Boisko w Wejherowie należy do jednych z najgorszych w II lidze. Wczoraj również dało się to zauważyć. „Boisko nam nie ułatwiało zadania, nie mogliśmy konstruować wielu ładnych akcji. Pierwsza połowa pokazała jednak, że potrafimy pograć piłką po ziemi. W drugiej było nieco gorzej” – stwierdził 20-latek.

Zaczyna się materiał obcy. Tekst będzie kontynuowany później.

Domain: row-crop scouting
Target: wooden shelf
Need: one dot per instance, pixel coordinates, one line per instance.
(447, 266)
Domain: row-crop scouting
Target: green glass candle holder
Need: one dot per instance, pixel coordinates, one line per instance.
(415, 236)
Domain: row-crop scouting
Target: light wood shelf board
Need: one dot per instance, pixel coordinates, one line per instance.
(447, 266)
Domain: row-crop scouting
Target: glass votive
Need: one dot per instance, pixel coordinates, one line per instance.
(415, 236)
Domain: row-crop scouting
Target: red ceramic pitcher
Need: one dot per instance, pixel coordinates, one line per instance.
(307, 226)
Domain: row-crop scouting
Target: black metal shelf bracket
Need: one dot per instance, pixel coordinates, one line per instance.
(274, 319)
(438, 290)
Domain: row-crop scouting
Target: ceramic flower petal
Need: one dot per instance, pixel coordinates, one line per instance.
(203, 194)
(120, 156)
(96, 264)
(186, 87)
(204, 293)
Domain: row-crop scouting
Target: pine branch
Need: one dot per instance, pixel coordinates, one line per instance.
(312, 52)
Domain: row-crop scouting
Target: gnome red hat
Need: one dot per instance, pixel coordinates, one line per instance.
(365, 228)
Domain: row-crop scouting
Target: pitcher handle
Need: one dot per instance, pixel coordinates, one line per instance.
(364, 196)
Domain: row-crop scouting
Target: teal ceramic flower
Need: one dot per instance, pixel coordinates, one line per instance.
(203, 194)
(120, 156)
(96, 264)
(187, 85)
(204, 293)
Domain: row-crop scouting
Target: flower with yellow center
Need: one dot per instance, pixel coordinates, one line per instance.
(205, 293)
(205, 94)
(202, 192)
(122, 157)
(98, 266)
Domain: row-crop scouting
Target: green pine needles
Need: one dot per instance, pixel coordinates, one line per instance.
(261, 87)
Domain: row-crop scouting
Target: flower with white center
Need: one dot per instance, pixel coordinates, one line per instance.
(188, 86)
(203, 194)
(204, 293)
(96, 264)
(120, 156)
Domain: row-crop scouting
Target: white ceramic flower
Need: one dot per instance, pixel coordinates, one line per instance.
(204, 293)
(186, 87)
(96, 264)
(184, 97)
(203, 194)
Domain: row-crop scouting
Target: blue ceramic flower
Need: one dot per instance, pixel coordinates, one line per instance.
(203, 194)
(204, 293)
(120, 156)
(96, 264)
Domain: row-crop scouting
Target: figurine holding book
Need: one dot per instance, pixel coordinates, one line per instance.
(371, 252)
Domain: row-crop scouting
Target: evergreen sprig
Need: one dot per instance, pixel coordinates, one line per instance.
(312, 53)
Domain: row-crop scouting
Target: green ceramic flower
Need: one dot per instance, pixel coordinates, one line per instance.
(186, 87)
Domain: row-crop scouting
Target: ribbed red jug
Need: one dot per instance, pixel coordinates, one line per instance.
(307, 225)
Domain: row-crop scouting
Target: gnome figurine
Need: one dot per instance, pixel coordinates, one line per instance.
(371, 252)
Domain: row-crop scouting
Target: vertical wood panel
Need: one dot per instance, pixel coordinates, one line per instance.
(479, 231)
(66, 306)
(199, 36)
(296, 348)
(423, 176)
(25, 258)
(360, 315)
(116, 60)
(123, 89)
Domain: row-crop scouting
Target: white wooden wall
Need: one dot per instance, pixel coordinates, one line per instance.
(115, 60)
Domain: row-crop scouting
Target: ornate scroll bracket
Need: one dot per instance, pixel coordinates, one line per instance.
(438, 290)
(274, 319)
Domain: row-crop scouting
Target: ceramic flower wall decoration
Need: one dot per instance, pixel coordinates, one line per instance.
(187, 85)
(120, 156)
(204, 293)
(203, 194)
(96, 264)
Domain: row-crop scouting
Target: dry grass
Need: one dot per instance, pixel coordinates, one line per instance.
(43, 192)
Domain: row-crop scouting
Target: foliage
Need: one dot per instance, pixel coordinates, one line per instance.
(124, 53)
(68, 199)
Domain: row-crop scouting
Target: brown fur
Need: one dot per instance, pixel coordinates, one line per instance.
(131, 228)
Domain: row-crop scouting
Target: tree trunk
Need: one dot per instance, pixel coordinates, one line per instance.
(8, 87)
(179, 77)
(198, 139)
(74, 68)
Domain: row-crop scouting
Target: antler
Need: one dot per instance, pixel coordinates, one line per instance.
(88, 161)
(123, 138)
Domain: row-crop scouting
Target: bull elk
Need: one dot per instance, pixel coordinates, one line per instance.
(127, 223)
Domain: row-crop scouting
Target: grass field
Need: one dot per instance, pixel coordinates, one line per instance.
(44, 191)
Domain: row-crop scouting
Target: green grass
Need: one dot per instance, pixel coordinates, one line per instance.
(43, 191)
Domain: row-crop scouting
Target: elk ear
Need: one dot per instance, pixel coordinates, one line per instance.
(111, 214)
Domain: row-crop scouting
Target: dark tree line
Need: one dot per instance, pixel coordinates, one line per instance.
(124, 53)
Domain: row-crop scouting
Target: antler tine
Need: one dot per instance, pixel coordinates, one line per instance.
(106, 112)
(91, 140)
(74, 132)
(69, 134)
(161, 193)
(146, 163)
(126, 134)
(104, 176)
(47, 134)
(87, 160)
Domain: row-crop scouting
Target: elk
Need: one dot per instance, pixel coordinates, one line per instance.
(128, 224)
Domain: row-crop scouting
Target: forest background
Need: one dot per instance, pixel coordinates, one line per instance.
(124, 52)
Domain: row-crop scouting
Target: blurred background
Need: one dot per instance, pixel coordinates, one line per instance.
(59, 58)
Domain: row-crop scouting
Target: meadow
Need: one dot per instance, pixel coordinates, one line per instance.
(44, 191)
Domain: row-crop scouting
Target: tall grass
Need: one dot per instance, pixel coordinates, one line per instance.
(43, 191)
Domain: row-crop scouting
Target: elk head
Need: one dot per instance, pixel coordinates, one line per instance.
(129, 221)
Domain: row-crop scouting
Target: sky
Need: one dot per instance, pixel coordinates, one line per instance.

Piłkarz spisał się świetnie w ofensywie, ale sprokurował również rzut karny. Decyzja sędziego Macieja Pelki, który dopatrzył się zagrania ręką, była jednak dość wątpliwa. „Sędzia boczny widział mnie przodem i wskazał na rzut rożny. Decyzję podjął główny, który stał tyłem. Trudno, tak wyszło” – zakończył Adam Radwański.
moim zdaniem bardzo dobry wynik tam dużo zespołów straci punkty nie dość że murawa zła to i przeciwnik bardzo nie wygodny BRAWO!!!!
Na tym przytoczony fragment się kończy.